Me gustaba cuando estábamos todos juntos en el patio los domingos, comiendo fruta al sol después del almuerzo. La abuela hacía té de cedrón para papá y mi hermano, a mamá no le gustaba.
Me encantaba que siempre había plantas y la casa olía a sol.
Todavía me gustaban esas cosas, pero ahora solo estaban en mi cabeza.
No sabía bien cuándo había empezado todo, pero una vez escuché a mis papás decir que había que encontrar algo, alguien con un nombre raro, como un doctor y nunca más tuvimos esos domingos de antes con té y fruta al sol.
Ahora la casa de la abuela no olía a sol, no se abrían las ventanas nunca, si mamá corría una cortina la abuela iba y la cerraba desesperada. Decía que iban a entrar aquellos y que no sé qué… decía cosas raras y a mí no me dejaban preguntar nada.
Mi hermano ya no iba, decía que la casa olía a sucio, a cerrado, y a mí me llevaban poco. No querían que la abuela me hablara de aquellos porque después no podía dormir de noche y lloraba si estaba oscuro.
Un día vi que mis papás se quedaban afuera discutiendo, querían llevar a la abuela a otro lado, pero se suponía que yo no debía escuchar las conversaciones de adultos. La abuela me miraba de reojo pero no me decía nada, se quedaba hablando con las sombras, y le respondían. Yo nunca les entendía nada, a veces ni las escuchaba. Tampoco veía a aquellos que decía la abuela pero me daban miedo igual, no sabía por qué.
Un día la abuela se fue a dormir temprano y nosotros nos quedamos en el cuarto de al lado, para acompañarla dijo mamá, que se estaba volviendo vieja y chocha.
“Nena mirá”, dijo alguien a lo oscuro. Mamá estaba dormida ya, así que salí despacito para ver lo que la abuela me quería mostrar, fui hasta su cuarto y se quedó parada en frente a la ventana.

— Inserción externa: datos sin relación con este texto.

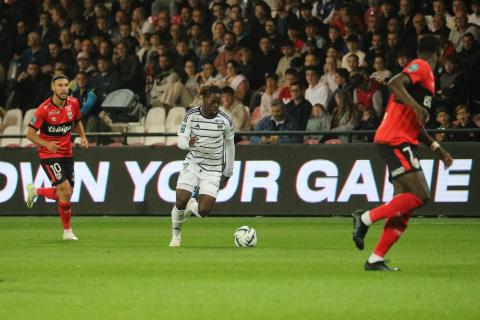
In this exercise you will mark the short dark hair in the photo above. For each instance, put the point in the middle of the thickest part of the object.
(59, 77)
(429, 44)
(209, 89)
(228, 90)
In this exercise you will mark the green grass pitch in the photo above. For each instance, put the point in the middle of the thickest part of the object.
(302, 268)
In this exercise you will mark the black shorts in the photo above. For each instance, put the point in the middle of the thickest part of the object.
(58, 170)
(400, 159)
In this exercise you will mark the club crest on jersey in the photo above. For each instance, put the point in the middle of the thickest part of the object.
(413, 67)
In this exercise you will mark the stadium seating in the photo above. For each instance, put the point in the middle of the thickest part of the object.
(155, 117)
(135, 140)
(155, 140)
(13, 118)
(174, 118)
(27, 118)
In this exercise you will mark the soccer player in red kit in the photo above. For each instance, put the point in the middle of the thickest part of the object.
(397, 139)
(54, 119)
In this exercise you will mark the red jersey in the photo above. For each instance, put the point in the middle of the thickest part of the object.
(55, 124)
(400, 123)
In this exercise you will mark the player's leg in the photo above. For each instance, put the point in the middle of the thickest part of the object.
(393, 229)
(64, 193)
(187, 182)
(406, 172)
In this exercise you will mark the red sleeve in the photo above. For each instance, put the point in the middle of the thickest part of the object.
(417, 71)
(37, 119)
(76, 107)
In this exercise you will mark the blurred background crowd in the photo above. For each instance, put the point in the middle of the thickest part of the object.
(283, 64)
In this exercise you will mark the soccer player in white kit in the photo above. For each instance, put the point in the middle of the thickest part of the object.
(207, 133)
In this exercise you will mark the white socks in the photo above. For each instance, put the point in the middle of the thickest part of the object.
(177, 220)
(193, 207)
(366, 218)
(374, 258)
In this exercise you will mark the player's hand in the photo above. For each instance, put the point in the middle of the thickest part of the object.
(223, 182)
(192, 141)
(422, 116)
(445, 156)
(84, 142)
(51, 146)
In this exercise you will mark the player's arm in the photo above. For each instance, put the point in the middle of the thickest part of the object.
(81, 132)
(427, 140)
(185, 140)
(229, 156)
(397, 86)
(35, 138)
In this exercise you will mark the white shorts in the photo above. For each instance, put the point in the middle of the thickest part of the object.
(193, 176)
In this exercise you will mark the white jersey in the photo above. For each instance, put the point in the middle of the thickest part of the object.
(208, 152)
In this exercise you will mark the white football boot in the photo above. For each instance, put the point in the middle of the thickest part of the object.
(31, 195)
(68, 235)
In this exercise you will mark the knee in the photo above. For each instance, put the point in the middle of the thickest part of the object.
(204, 210)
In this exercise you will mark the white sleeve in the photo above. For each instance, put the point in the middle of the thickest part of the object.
(229, 150)
(184, 133)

Me dio miedo, la ventana estaba abierta y la abuela no paraba de rascarse el cuello como loca, ella nunca dejaba nada abierto.
“Nena mira, yo sé que vos me crees”, me dijo y me acerqué temblando por el frío y capaz algo más, “mira, allá están esperando a que me descuide”. Me puse en punta de pies y no vi nada, solo el foco que pestañeaba en la calle, me dieron ganas de llorar.

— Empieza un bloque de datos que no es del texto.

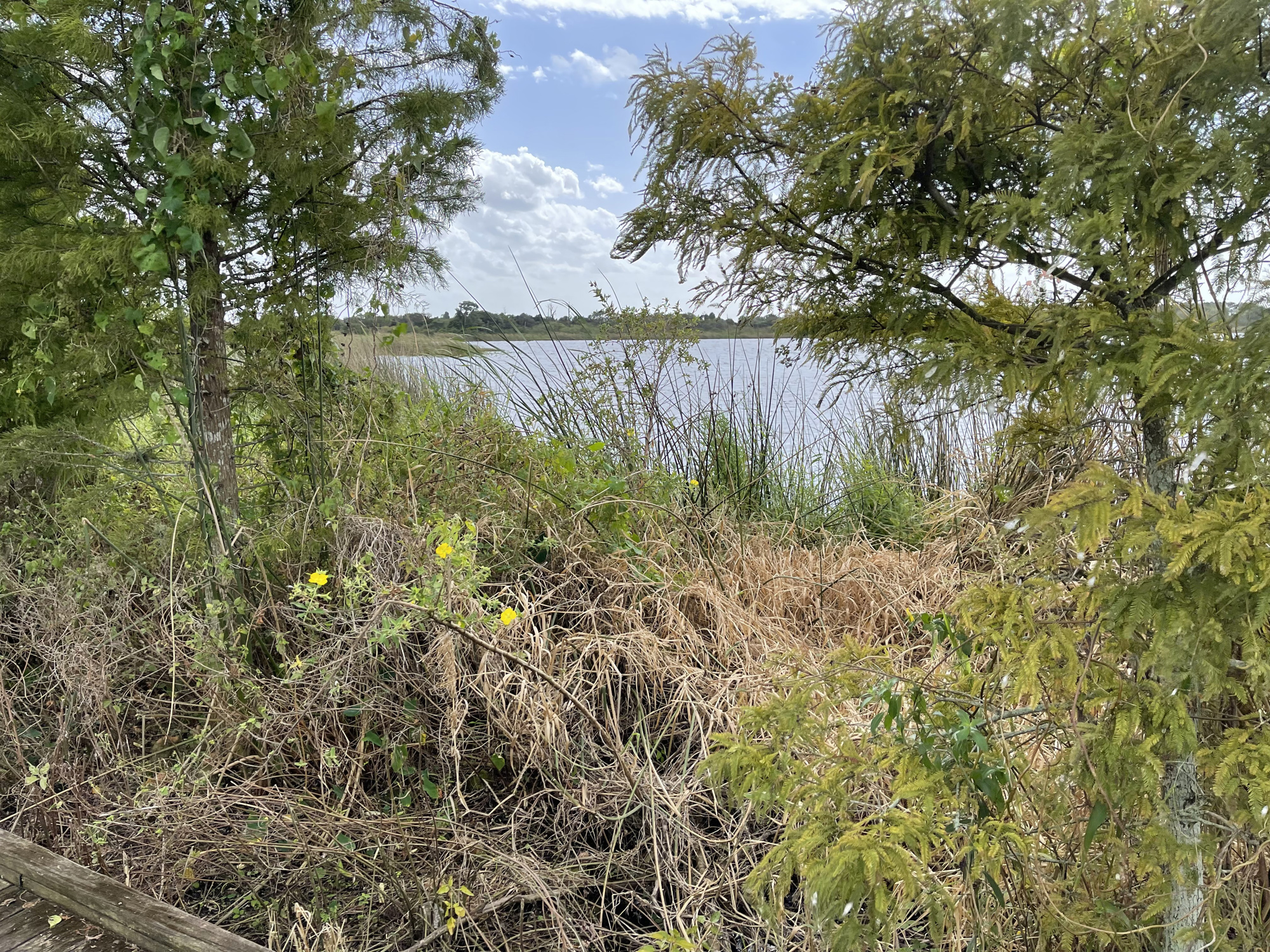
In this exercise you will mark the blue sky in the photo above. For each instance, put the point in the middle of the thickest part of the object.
(558, 169)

“Abuela hay que cerrar”, le dije pero no me dejó. “No nena, no entendes”, me agarró fuerte de los brazos y yo grité, tenía el cuello lleno de granitos con sangre de rascarse, daba asco y no parecía mi abuela.
“¡Mamá qué haces!”, le gritó mi madre desde la puerta. “Vení mi amor”, me encerró en el otro cuarto y ahí yo escuché como discutían y mamá le decía a la abuela que estaba loca y otras cosas.
No fui más a verla, no me dejaron y yo tampoco les pedí, pero un día escondida escuché que se había comido al gato, que había dejado el cuero abajo de la almohada, que asco. Mamá lloraba porque no sabía qué hacer y papá siempre estaba enojado, “hay que internarla” dijo un día.
Pero ahora todos estábamos tristes y hasta mi hermano lloraba, “es culpa mía” dijo mamá, pero era culpa de aquellos que la volvieron loca y se mató. Mis papás me retaban cuando yo decía eso entonces no lo dije más. Nomás me quedé callada y le apreté la mano a mamá cuando aquellos me saludaron de lejos en el cementerio.